Caro António Valera,
Como bem sabes, concordamos no essencial.
Não considero em absoluto que haja qualquer tipo de linha de demarcação ética pessoal entre público e privado. Ganhar dinheiro para a vida é tão legítimo num caso como noutro.
Nem sequer condeno o lucro organizacional (empresarial, se quiseres), entendido como acumulação de riqueza não necessária à vida e destinada a usar, cedo ou tarde, em "jogos de poder" social. Apenas registo que aos "agentes públicos", enquanto tais, está impedida (ou devia estar...) essa motivação e, pelo menos na tradição europeia, não se constituem também em accionistas do Estado para reclamar dividendos em tempo de "lucros" (já o mesmo não se passa no Oriente, em Macau por exemplo, onde aos agentes públicos é retribuída uma quota-parte dos "lucros" públicos gerados pelo jogo, por exemplo).

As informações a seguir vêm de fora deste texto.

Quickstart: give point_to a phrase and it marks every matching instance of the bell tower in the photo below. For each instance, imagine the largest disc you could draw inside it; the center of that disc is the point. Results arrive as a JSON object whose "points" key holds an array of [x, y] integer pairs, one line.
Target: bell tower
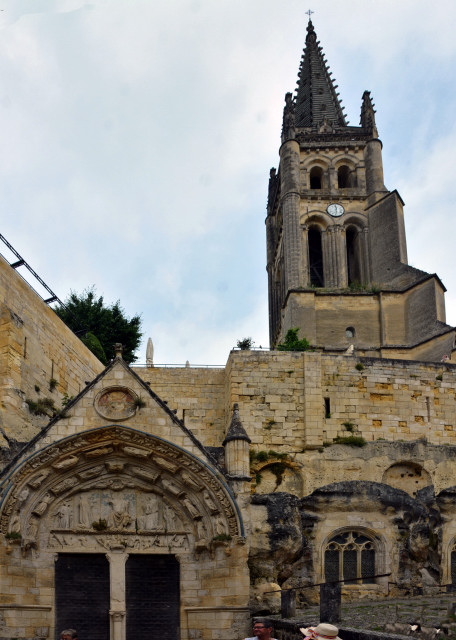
{"points": [[336, 248]]}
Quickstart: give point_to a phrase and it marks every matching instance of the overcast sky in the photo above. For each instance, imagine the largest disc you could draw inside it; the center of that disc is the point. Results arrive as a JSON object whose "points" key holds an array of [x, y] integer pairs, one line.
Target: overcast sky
{"points": [[137, 137]]}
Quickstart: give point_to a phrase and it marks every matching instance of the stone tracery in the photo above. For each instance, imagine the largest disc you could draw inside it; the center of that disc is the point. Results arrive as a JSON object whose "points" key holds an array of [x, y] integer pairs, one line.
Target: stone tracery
{"points": [[143, 488]]}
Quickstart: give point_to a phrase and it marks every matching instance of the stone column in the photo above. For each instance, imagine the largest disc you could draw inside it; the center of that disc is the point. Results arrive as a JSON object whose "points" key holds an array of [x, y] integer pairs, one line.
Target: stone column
{"points": [[117, 610], [330, 602], [365, 263], [292, 239], [326, 252], [374, 169], [305, 255], [341, 257]]}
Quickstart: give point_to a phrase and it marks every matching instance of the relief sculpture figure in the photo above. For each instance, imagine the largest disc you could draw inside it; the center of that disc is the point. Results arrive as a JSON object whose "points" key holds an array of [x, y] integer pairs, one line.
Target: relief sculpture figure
{"points": [[191, 508], [15, 524], [43, 505], [150, 521], [119, 518], [172, 522], [209, 502], [64, 516], [220, 526], [84, 512]]}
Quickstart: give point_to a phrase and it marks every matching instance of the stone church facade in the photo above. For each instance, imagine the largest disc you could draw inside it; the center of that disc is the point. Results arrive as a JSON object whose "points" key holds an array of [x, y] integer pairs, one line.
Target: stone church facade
{"points": [[182, 500]]}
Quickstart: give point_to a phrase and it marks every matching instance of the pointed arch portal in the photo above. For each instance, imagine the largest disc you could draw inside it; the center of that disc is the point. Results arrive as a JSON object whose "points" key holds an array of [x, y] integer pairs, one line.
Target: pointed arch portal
{"points": [[116, 517]]}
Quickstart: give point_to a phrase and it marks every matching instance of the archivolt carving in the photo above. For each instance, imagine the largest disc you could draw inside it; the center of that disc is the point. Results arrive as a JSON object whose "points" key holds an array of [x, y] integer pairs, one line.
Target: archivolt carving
{"points": [[117, 482]]}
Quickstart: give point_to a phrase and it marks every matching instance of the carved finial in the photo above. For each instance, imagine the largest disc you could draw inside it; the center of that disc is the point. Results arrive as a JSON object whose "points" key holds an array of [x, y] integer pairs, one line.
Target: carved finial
{"points": [[150, 353], [288, 123], [368, 115]]}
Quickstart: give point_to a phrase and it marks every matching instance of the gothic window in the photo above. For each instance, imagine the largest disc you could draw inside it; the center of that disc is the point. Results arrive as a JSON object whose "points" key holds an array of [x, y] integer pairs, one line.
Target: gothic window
{"points": [[353, 241], [350, 557], [315, 257], [316, 178]]}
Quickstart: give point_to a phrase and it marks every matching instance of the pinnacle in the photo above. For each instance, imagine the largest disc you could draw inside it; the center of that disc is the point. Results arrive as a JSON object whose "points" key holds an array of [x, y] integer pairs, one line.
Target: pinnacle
{"points": [[316, 96]]}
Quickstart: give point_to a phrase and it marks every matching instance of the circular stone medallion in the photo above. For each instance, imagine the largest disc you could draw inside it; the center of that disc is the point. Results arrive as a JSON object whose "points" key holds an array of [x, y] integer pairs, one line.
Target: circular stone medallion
{"points": [[116, 403]]}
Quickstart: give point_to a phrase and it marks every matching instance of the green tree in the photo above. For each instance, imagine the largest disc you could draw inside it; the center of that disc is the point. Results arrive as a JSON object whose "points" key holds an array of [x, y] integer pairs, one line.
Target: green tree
{"points": [[293, 343], [100, 326]]}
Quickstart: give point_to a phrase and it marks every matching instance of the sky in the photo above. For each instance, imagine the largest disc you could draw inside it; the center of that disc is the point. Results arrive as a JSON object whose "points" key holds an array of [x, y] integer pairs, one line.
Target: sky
{"points": [[136, 139]]}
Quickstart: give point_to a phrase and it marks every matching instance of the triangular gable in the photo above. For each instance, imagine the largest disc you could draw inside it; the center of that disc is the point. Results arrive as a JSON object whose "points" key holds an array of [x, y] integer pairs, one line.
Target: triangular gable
{"points": [[116, 396]]}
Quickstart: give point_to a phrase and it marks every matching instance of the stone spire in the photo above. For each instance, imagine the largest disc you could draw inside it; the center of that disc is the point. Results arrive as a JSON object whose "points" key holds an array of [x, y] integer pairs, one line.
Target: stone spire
{"points": [[367, 120], [317, 101]]}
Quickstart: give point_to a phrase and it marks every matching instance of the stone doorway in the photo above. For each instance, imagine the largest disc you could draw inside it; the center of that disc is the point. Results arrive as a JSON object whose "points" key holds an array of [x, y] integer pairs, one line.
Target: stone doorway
{"points": [[82, 594], [152, 596]]}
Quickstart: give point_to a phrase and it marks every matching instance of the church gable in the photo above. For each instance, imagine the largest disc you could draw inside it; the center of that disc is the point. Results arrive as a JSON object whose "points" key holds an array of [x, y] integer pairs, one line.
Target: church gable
{"points": [[115, 486], [117, 396]]}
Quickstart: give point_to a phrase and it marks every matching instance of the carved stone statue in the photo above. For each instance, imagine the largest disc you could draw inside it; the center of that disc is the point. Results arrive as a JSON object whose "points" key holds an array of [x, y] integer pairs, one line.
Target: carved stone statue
{"points": [[85, 517], [43, 505], [209, 502], [15, 524], [288, 127], [64, 516], [22, 497], [171, 486], [150, 521], [119, 518], [172, 522], [220, 526], [191, 508]]}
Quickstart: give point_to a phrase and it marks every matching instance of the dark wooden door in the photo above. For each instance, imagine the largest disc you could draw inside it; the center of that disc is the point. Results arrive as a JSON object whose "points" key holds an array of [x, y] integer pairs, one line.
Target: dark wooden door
{"points": [[82, 595], [152, 593]]}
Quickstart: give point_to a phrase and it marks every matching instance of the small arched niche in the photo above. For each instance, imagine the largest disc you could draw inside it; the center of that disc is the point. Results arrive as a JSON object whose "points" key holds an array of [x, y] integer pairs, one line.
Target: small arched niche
{"points": [[407, 476]]}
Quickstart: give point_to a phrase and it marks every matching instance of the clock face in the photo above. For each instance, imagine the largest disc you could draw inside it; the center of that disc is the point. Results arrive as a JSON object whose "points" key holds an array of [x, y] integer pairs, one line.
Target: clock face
{"points": [[335, 210]]}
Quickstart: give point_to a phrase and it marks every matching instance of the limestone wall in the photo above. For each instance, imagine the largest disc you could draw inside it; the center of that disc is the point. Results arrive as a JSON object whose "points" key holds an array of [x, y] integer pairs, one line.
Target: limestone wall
{"points": [[36, 348], [196, 393]]}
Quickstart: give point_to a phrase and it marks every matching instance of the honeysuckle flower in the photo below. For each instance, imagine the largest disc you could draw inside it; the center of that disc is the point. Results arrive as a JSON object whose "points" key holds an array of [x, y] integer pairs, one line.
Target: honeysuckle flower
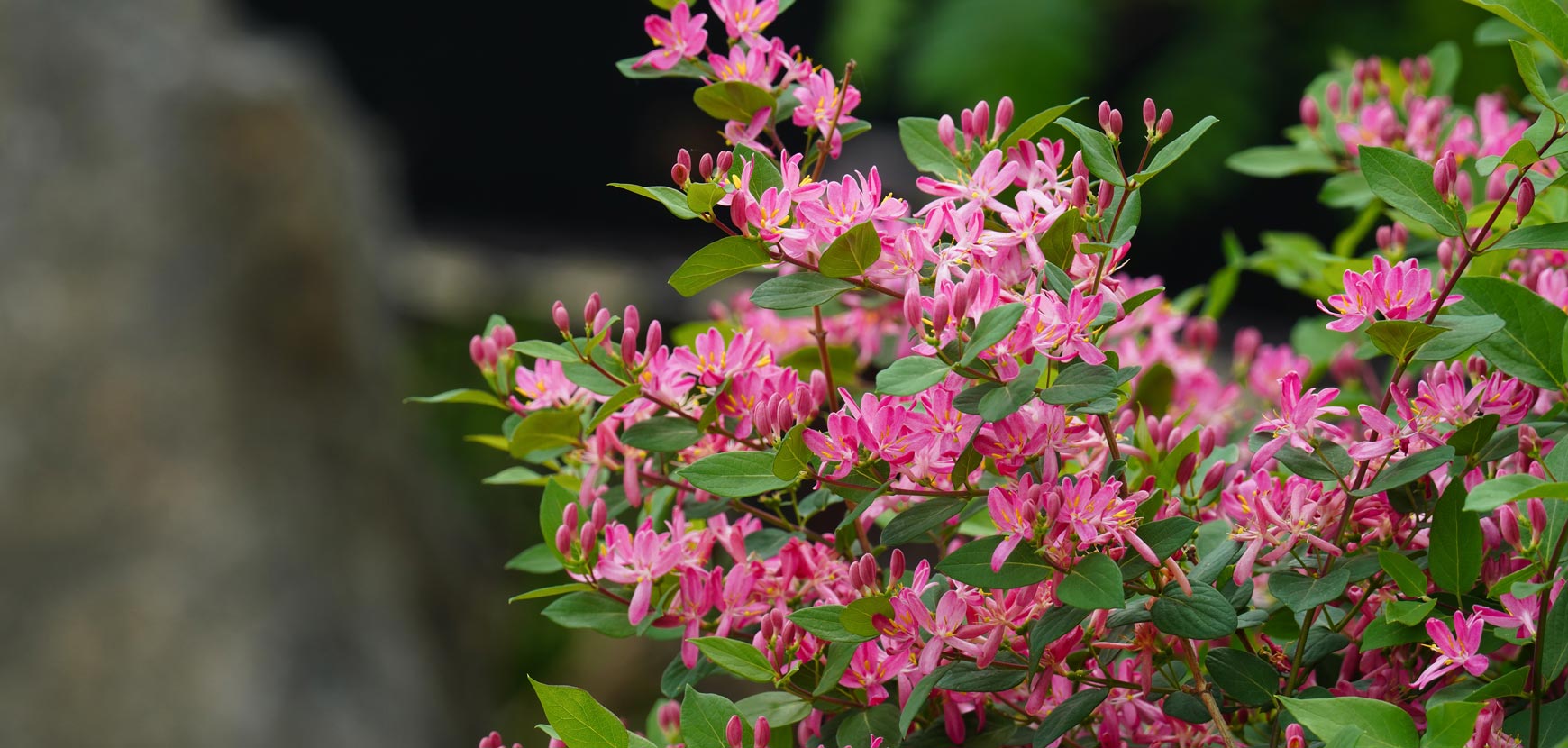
{"points": [[1457, 648], [1299, 419], [675, 38]]}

Não, o que se passa é que continuo a considerar que existem certos domínios da vida social em que não apenas é legítima a regulação estatal, como o Estado se deve assumir claramente como gestor privilegiado. A memória colectiva, protagonizada em ícones que, bem ou mal, a representam, é uma delas. Outras serão a administração da justiça e a ordem pública, por exemplo. Bem sei que existem ideologias liberais extremas, contrárias ao teu e ao meu pensamento, que consideram serem os tribunais, as polícias ou as prisões instituições que poderiam ser mais rentavelmente geridas por privados. E até admito que o fossem. Bastava que regressámos ao enquadramento societário do Antigo Regime (uso o termo no seu sentido histórico próprio).
Não, não é isso que ambos defendemos.
Inversamente, também conheço como podem ser obscurantistas e opressivos os “agentes públicos” quando comodamente sentados sobre as cadeiras que lhe são outorgadas pelo Poder Político. Tendo passado eu toda a vida a lutar pelo interesse público, numa óptica de “agente público”, sabes bem como tenho combatido o sistema e os seus “agentes”. Hoje em dia, temo até mais o cinzentismo sem rosto do aparelho, dos numerosos “sirs humphreys” que nele pululam, do que as motivações dos políticos de turno, as mais das vezes bem intencionados, mas ineptos (embora os haja também ocasionalmente também pérfidos).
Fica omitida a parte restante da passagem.